伯爵と雇われ花嫁の偽装婚約
いつもヴィヴィアンの意地悪な笑みしか見たことのなかったクレアは、彼女の恥じらう姿を初めて見た。

「お姉様、もう少しお話したいわ。もちろん、伯爵様もご一緒に」

ヴィヴィアンのお目当てがライルなのは、その態度からも明らかで、クレアは不安になった。ヴィヴィアンは、性格はさておき外見は、まばゆいほど輝く金髪の巻き毛と、青い瞳を持つ、誰もが振り返るほどの美少女なのだ。ライルもヴィヴィアンの美しさに心を奪われて、つい誘いに乗ってしまうのではないか。

……もしそうなっても、仕方ないわ……。

クレアの表情が憂いに曇る。

だが、ライルの返事は簡潔だった。

「せっかくなのですが、今日はクレアと二人での時間を楽しみたいと思っていますので。また、後日、アディンセル家の皆様にご挨拶に伺います」

では失礼、と、ライルはクレアの腰を軽く引き寄せると、そのままヴィヴィアンの横を通り過ぎた。

横切る際、クレアはヴィヴィアンの方に少し目を向けたが、ヴィヴィアンはショックを受けたように大きく目を見開いたまま、微動だにしなかった。

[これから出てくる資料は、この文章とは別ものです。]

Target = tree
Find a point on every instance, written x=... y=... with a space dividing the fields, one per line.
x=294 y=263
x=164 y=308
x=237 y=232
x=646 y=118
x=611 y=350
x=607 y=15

クレアもそれ以上は見るのをやめて、ライルと共に歩く。

……こんな所でヴィヴィアンに会うなんて……。

気持ちはまだ動揺している。

……でも、もう過ぎたことだわ。もうあの家を出たんだし、何も言い返せなかった昔の私とは違う。

クレアは小さく息を吐き出し、胸を張った。

「人が多くてなかなか落ち着けないね。早く席に着こうか」

ライルは、異母妹のことについては聞いてこなかったので、クレアの心も少しずつ落ち着いていった。

それに何より、ライルがヴィヴィアンではなく、自分と二人きりでいることを選んでくれたことが、クレアにはとても嬉しく感じられた。

「……はい」

ライルの腕に添えた手に、クレアは愛情を込めるように、少し力を加えた。